A Dicey Problem: Solution

Problem: Waldo rolls one standard (fair) 6-sided die repeatedly, keeping a running total of what he rolls. To three decimal places, what's the probability that he eventually reaches a total of exactly 1,000,000?

Solution: On average Waldo will be adding \( \mu = (1+2+3+4+5+6)/6 = 3.5 \) per roll, so we would "intuitively" or "naively" expect that the probability of hitting a particular total that's large enough would be close to \( 1/3.5 \). This turns out to be correct.

More generally, if we have any finite set of positive integers with no common factor, then the probability of hitting a particular total for large enough numbers is \( 1/\mu \), where \( \mu \) is the expected value for a single roll. Note that the probabilities associated with the positive integers in our set don't need to be the same, either, just greater than zero and summing to \( 1 \).

Proof: I'll show how you can prove this rigorously for the case where the outcomes are \( 1 \) and \( 2 \), each with probability \( 1/2 \). Let \( p(n) \) be the probability of totaling the value \( n \). The only possible ways to total \( n \) are to reach \( n-2 \) and immediately roll a \( 2 \), or reach \( n-1 \) and immediately roll a \( 1 \). This implies that \( p(n) = 1/2\cdot p(n-1) + 1/2\cdot p(n-2) \), which is a linear, second order, homogeneous difference equation (recurrence relation). I'm going to apply the theory here, but for more details see Wikipedia: Recurrence relation.

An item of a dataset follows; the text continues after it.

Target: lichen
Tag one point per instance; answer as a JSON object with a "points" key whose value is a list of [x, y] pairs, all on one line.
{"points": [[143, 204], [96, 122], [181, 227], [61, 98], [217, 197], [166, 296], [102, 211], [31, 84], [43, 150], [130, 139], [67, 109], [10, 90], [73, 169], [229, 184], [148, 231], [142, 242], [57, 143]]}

In this case the associated characteristic polynomial is \( r^2 = r/2 + 1/2 \) with roots \( r_1 = 1, r_2 = -1/2 \). So we have \( p(n) = c_1 + c_2\cdot (-1/2)^n \) for constants \( c_1, c_2 \). The boundary conditions are \( p(0) = 1 \) and \( p(1) = 1/2 \); solving we get \( c_1 = 2/3 \) and \( c_2 = 1/3 \). This implies that \( p(n) \) converges to \( 2/3 \) very rapidly; exponentially, in fact.